Africa-Press – Côte d’Ivoire. La récente décision de radiation de Cheick Tidjane Thiam de la liste électorale provisoire en Côte d’Ivoire, rendue publique le 22 avril 2025, continue de faire grand bruit sur la scène politique ivoirienne. Entre dénonciations d’un « complot politique » et défense de la légalité par certains juristes, la polémique enfle. Mais que dit réellement le droit ?
À l’origine de cette affaire, plusieurs citoyens ont saisi le président du tribunal territorialement compétent pour demander la radiation de M. Thiam de la liste électorale. Cette démarche est encadrée par l’article 12 de l’ordonnance n°2020-356 portant révision du Code électoral. Celui-ci autorise tout électeur à contester l’inscription d’une personne n’ayant pas la qualité d’électeur.
Or, selon les éléments présentés au tribunal, M. Thiam, né en 1962 à Abidjan, a été naturalisé français par décret le 24 février 1987, à l’âge de 25 ans.
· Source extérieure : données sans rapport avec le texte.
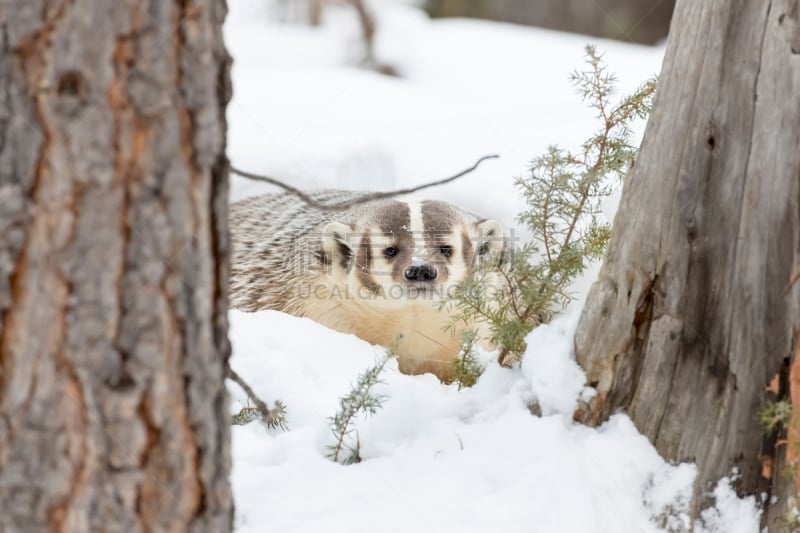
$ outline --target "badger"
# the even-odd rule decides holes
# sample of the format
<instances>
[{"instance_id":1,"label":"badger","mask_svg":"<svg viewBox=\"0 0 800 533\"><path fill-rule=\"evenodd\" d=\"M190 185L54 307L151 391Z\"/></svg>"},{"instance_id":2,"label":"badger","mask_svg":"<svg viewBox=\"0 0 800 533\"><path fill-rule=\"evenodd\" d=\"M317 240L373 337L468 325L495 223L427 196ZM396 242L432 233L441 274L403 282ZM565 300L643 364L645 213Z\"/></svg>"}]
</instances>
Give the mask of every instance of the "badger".
<instances>
[{"instance_id":1,"label":"badger","mask_svg":"<svg viewBox=\"0 0 800 533\"><path fill-rule=\"evenodd\" d=\"M324 190L322 205L365 193ZM484 261L502 255L502 227L436 200L392 198L342 211L291 193L230 206L230 303L308 317L398 355L400 371L453 377L461 333L440 305Z\"/></svg>"}]
</instances>

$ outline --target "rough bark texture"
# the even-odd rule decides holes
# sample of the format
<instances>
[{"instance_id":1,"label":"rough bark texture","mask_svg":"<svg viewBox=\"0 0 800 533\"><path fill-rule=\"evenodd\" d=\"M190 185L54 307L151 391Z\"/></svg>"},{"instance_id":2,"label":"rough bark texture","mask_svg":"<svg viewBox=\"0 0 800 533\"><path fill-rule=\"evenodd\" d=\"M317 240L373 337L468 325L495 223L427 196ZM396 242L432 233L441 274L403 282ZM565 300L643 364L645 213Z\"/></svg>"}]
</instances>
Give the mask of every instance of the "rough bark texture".
<instances>
[{"instance_id":1,"label":"rough bark texture","mask_svg":"<svg viewBox=\"0 0 800 533\"><path fill-rule=\"evenodd\" d=\"M655 43L667 36L675 0L428 0L439 17L479 17Z\"/></svg>"},{"instance_id":2,"label":"rough bark texture","mask_svg":"<svg viewBox=\"0 0 800 533\"><path fill-rule=\"evenodd\" d=\"M224 0L0 7L0 530L227 531Z\"/></svg>"},{"instance_id":3,"label":"rough bark texture","mask_svg":"<svg viewBox=\"0 0 800 533\"><path fill-rule=\"evenodd\" d=\"M800 328L800 284L787 291L800 266L798 53L798 0L679 0L575 339L599 393L583 417L625 408L665 458L696 461L698 504L734 467L742 493L770 490L756 412L782 368L786 380Z\"/></svg>"}]
</instances>

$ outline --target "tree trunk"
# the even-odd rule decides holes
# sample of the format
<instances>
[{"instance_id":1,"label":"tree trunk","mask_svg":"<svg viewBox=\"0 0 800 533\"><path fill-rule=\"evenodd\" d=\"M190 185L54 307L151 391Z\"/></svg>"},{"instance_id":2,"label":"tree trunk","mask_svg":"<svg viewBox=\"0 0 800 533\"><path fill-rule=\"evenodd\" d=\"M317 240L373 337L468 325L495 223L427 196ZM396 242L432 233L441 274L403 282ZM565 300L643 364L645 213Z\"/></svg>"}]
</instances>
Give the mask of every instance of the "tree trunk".
<instances>
[{"instance_id":1,"label":"tree trunk","mask_svg":"<svg viewBox=\"0 0 800 533\"><path fill-rule=\"evenodd\" d=\"M756 414L779 373L788 392L800 330L800 284L787 288L800 267L798 53L798 0L679 0L575 338L598 391L578 416L624 408L665 458L695 461L695 511L734 468L740 493L784 495L779 472L762 473L775 448Z\"/></svg>"},{"instance_id":2,"label":"tree trunk","mask_svg":"<svg viewBox=\"0 0 800 533\"><path fill-rule=\"evenodd\" d=\"M231 528L225 12L0 8L0 530Z\"/></svg>"}]
</instances>

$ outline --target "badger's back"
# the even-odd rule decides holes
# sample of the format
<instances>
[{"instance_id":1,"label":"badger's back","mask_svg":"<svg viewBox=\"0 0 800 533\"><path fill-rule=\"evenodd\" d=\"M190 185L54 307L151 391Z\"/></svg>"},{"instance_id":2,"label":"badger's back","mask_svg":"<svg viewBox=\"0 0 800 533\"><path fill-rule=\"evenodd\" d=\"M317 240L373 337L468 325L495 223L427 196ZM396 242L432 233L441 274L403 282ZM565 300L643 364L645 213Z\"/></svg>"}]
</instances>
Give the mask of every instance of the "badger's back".
<instances>
[{"instance_id":1,"label":"badger's back","mask_svg":"<svg viewBox=\"0 0 800 533\"><path fill-rule=\"evenodd\" d=\"M364 192L322 190L309 193L324 204L338 204ZM354 223L375 203L343 211L313 207L291 193L254 196L230 206L230 304L234 309L290 306L320 271L322 228L331 221ZM306 285L306 287L304 287Z\"/></svg>"}]
</instances>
En droit ivoirien, l’article 48 du Code de la nationalité est sans équivoque: « Perd la nationalité ivoirienne, l’Ivoirien majeur qui acquiert volontairement une nationalité étrangère. » Aucune formalité supplémentaire n’est requise: la perte est automatique.
Sur la base de cette disposition, le juge a considéré que M. Thiam, ayant volontairement acquis la nationalité française à sa majorité, a perdu de plein droit sa nationalité ivoirienne depuis 1987. Il ne pouvait donc être électeur en Côte d’Ivoire, la nationalité ivoirienne étant une condition sine qua non pour figurer sur la liste électorale (article 3 du Code électoral). Son enrôlement en décembre 2022 a donc été jugé frauduleux.
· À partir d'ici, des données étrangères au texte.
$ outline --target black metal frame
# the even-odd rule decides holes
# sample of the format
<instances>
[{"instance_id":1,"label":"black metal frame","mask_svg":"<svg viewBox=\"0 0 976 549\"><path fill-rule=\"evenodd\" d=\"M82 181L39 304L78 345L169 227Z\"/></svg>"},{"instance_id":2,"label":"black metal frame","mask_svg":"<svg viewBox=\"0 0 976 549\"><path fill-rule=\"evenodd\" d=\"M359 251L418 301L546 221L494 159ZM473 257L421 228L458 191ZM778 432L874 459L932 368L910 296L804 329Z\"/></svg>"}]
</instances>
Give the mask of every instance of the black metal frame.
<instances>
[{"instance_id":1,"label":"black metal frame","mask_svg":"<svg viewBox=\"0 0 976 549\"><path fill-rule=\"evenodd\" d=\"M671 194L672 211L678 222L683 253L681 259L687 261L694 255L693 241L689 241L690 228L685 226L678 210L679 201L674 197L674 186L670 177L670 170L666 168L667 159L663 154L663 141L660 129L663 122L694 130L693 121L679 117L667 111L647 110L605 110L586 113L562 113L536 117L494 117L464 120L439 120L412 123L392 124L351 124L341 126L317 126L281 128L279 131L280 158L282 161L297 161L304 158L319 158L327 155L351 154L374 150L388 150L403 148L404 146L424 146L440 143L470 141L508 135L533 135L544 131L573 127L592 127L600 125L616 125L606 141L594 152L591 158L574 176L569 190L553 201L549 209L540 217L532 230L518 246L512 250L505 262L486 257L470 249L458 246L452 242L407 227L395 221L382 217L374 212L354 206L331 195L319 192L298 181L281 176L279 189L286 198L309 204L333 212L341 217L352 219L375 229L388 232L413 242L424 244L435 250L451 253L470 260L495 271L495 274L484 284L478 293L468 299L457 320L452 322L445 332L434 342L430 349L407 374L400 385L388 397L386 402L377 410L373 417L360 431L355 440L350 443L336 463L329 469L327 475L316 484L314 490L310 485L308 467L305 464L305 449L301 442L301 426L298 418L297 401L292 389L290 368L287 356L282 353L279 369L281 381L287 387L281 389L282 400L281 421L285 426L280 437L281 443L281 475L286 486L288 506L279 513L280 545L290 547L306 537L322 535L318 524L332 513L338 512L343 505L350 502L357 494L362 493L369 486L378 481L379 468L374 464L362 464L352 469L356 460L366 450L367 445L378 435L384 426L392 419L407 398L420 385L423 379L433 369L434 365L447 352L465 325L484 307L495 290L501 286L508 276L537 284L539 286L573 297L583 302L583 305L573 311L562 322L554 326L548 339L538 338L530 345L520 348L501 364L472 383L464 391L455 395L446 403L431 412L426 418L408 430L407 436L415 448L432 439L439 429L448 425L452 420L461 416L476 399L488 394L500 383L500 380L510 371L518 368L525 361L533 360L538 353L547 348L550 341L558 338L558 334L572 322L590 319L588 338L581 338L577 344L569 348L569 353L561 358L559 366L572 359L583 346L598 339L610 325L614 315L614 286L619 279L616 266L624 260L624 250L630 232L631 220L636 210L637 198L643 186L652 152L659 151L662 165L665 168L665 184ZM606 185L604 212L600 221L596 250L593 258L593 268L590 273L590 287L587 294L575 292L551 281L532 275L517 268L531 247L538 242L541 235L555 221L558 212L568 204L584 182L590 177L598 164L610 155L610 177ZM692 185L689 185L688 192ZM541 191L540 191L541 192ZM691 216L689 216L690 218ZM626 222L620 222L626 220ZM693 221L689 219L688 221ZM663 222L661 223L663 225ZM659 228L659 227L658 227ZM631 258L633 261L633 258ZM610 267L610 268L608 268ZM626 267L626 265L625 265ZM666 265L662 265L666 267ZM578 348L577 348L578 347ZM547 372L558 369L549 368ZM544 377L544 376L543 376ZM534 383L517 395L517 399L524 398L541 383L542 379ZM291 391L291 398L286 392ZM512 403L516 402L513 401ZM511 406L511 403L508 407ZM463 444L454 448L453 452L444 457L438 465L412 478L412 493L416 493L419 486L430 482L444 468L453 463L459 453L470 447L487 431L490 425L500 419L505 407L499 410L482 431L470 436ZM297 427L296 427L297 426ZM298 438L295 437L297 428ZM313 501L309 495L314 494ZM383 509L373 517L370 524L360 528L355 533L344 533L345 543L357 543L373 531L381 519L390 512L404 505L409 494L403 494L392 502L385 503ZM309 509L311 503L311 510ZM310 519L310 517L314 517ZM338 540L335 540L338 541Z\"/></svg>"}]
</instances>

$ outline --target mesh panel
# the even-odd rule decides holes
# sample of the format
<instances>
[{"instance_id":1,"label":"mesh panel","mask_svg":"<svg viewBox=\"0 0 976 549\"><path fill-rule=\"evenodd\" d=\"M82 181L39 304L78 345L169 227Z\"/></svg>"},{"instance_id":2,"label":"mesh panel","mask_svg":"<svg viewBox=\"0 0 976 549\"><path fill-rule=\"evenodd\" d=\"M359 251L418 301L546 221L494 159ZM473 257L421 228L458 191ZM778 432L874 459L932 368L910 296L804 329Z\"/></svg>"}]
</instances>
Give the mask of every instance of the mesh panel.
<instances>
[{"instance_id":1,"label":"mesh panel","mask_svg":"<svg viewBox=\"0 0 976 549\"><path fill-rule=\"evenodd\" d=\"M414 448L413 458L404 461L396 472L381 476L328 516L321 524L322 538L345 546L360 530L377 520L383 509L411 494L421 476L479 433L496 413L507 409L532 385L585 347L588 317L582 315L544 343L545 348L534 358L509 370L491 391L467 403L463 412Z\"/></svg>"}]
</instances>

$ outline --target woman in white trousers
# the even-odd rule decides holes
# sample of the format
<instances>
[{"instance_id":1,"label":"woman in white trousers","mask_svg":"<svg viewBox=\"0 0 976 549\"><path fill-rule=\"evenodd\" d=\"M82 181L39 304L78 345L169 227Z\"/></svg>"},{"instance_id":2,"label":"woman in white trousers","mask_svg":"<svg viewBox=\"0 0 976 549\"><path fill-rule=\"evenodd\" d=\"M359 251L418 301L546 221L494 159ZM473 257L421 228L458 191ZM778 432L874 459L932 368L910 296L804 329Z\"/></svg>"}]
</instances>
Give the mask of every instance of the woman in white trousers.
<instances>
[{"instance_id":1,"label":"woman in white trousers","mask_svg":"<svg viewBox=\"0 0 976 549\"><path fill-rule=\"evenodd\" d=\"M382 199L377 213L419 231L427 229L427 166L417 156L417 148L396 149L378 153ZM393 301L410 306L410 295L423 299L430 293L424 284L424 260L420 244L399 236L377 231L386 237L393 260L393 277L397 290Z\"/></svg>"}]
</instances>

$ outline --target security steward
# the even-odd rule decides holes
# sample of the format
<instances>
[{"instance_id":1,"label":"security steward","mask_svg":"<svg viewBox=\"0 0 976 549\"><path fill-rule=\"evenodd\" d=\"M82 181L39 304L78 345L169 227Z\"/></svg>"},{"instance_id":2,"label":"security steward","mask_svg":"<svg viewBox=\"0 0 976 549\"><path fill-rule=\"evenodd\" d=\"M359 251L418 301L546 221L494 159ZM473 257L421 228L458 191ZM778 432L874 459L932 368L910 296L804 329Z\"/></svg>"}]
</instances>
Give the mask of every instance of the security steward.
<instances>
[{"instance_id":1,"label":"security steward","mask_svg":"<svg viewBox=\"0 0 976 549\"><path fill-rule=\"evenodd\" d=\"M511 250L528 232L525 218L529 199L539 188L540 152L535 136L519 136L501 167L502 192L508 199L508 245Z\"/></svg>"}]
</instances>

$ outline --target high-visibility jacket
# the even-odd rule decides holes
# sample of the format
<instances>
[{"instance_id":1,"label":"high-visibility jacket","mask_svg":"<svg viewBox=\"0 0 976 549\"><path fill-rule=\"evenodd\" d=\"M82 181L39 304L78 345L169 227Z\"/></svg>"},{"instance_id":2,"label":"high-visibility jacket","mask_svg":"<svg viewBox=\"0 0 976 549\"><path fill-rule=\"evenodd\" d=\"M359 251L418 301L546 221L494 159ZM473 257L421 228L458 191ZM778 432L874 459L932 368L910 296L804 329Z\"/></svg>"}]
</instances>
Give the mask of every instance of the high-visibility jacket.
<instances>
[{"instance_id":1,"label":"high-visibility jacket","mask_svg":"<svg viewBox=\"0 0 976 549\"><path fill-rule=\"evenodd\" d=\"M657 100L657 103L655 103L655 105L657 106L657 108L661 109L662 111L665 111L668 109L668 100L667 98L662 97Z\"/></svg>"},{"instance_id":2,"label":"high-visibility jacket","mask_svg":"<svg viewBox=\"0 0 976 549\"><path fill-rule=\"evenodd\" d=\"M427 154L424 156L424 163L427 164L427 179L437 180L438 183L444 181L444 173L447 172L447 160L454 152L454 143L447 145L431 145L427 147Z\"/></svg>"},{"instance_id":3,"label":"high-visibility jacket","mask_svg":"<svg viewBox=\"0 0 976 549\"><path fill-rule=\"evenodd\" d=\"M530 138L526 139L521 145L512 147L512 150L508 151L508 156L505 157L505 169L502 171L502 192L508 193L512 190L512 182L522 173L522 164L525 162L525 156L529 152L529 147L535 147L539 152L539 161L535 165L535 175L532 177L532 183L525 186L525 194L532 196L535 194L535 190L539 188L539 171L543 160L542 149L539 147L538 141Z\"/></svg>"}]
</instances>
Une jurisprudence du Conseil constitutionnel, datant de 2011 (décision n°CI-2011-EL-054/17-11/CC/SG), avait déjà tranché dans le même sens. Dans cette affaire, un autre citoyen, M. Tioté Souhaluo, avait été déclaré inéligible pour les mêmes raisons: perte automatique de la nationalité ivoirienne après naturalisation française à l’âge adulte.
La décision du président du tribunal est sans appel, conformément à l’article 12 alinéa 8 du Code électoral. Elle clôt donc définitivement le débat juridique sur l’éligibilité de M. Thiam, à moins qu’il ne recouvre la nationalité ivoirienne selon les procédures prévues par la loi.
Certains observateurs et partisans de M. Thiam crient au règlement de compte politique. Mais pour le juriste Dr. Guibessongui N’Datien Séverin, auteur d’une tribune sur la question, cette décision ne souffre d’aucune ambiguïté juridique. Elle s’appuie sur des textes clairs et une jurisprudence constante. Si la décision a un impact politique certain, elle n’en reste pas moins purement juridique dans sa nature.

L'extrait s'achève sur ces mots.